Они расстались уж заполночь, перейдя, конечно, на «ты».




  Из дневника Алины Осоргиной: «Вчера я узнала женщину, свободную совершенно. В ней нет ни капли жеманства, что заменяет у нас мораль большинству; нет и страха перед судьбою. Это последнее изумляет; ей слишком есть, что терять!
- Но если болезнь и бедность, и старость? - спросила я.
- Они даны нам, чтобы лучше понять жизнь здесь.
- Вы ждете все-таки воздаянья?
- Я не пекусь о нем. Что же и воздаянье? Это предположенье ума и гораздо реже сердца.
- Но божество! - вскричала я (может быть, неуместно). - Ведь Он все видит...
- Охота Ему смотреть на это? А впрочем, я ведь гадалка; уж я-то знаю, как все расчислено наперед. И где же тогда наш выбор? Где смысл борьбы со злом? Борьбы за милость того, кто нас порою так ведь мучит!
- Но это гордыня байроническая, Жюли!
- Однако же и она была написана на его ладони! И кто вам сказал, будто не верую я? По сути я верую куда как глубже любой нашей просвирни...
- Но покоряетесь все ж страстям...
- Я покоряюсь всего лишь жизни, которую мне дали такой, а не какой-то другой; мне дали такие, а не другие чувства. Не только долг мой, но и главное условие покоя душевного - это сыграть мою роль, пройти по извивам моей судьбы.
- Но отчаяние! Но тупики!..
- Это или минует, или за этим нас уже нет.»


ГЛАВА ЧЕТЫРНАДЦАТАЯ


Прошла неделя. Никто не знал, что отвергнутая светом (или той его частью, которую составляли близкие ко двору люди) графиня Жюли стала закадычной подругой Алины. Самойлова выезжала тогда редко, но и встретясь в какой-нибудь из гостиных, обе ничем не обнаруживали свою приязнь. Зато четыре из семи вечеров они провели вместе, и что это были за вечера! Пред Алиной явилась иная, чудная картина мира. Одним язвительно-точным словом Жюли раскрывала ей подноготную многих известных людей и светских - на поверхностный взгляд таких ровных - отношений.
- Что эта Мэри твоя, как не надменная кукла? Кривляка, которая выгодно выйдет однажды замуж и, если не погибнет рано в родах, умрет грозной для всех старой ханжой со множеством приключений в прошлом. Ах, наши дамы все таковы! Наши мужчины в молодости повесничают, а к сорока годам это уже ни на что не годные старики. Как раз в этом возрасте они обычно и женятся почти на пятнадцатилетних. Обновляют чувства себе еще года на полтора и затем затухают уже навек.
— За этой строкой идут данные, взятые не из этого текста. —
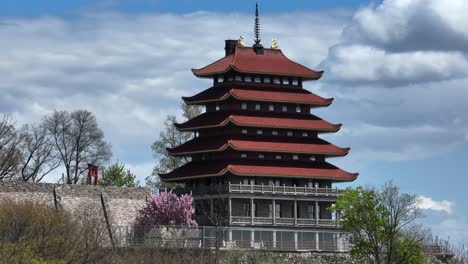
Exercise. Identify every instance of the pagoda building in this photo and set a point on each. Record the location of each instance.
(257, 160)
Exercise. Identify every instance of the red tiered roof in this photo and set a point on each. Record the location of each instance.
(271, 62)
(198, 169)
(308, 146)
(221, 94)
(218, 119)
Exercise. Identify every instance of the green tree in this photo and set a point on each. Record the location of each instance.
(381, 225)
(117, 175)
(170, 137)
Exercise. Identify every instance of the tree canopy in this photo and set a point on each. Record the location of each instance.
(381, 225)
(166, 208)
(117, 175)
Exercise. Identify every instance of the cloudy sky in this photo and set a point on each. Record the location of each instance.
(398, 70)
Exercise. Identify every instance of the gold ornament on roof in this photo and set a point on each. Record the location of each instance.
(274, 44)
(240, 41)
Жены их в полном забвении становятся ханжами или заводят себе любовника. Любовник, вертопрах двадцатилетний, хвастается (хотя бы перед собой) «падением» дамы из общества. На самом-то деле ему куда как довольно танцорки или горничной, боже мой! Да вот хотя бы и Пушкин...
- Пушкин? Который?
- Наш великий поэт. Его молодость всем известна. В тридцать он женится на девушке осьмнадцатилетней, - он, не раз и не два переболевший гонореей! Он безрассудно страстно, вполне пиитически ищет ее руки, хотя ясно, как день, что у него нет средств, у нее нет чувств и что  с ее красотой и с его известностью их ждут в свете одни соблазны. Уже через два года он изменяет ей, однако ж ревнуя ее к любому взгляду, к любой улыбке, обращенным ею к человеку, имя которого она вряд ли помнит...
- Говорят, она не умна... - заметила Алина.
- Она не умна?.. Впрочем, возможно. Она, между тем, скромна, слишком скромна, эта его мадонна! Поверь мне: брак с таким человеком был странен ей. Муж едва ли ее  не пугал своей внешностью безобразной и этой пылкостью неуемной... Я же вижу, что в душе она холодна, как лед. Ее мать, пьяница и почти сумасшедшая, отдавалась чуть не при ней лакеям! Вот и представь, что может испытывать к любви мадам Пушкина кроме, может быть, отвращения...
- А между тем, это не так, Жюли! Неделю назад я услышала разговор, который...
- Д,Антес? - тотчас перебила ее Жюли, прищурясь.
- Нет, этот отец его...
- Или любовник. Так о чем бишь они болтали?
Алина вкратце пересказала.
- Бедняжка! - вздохнула Жюли. - Итак, она его все же любит...
- Кого же? Д,Антеса? Но он пустейший малый, совсем не способный на чувство!
- Как видишь, способный!.. Он предлагал ей бежать, предлагал ей руку, отверг эту Мэри, - глаза Самойловой заблестели.
- Это она ему отказала, - перебила ее Алина.
- Поверь, только по небрежности его, а небрежность-то от любви к другой. Как странно! А впрочем, барону, кажется, двадцать пять...
- И танцорки уж мало ему, - ехидно возразила Алина. Ее задело, что д,Антес способен на чувство.
Самойлова сжалилась над подругой, улыбнулась  совсем простодушно. Сказала:
- Он пылкий, как все французы... Увлечься, пожалуй, может.
- Но и она не лед вовсе...
- Муж раззадорил ее за пять-то лет... Только разве нам, женщинам, одно это нужно? О нет! Она тронута самоотверженностью такого чувства!
- И только?
- Мы не знаем себя. Нам кажется: вот в нас одно лишь сочувствие, а это любовь до гроба. Зато пылкая страсть испаряется вдруг мгновенно! Все это истины пошлые, может быть, но под ними струятся слезы...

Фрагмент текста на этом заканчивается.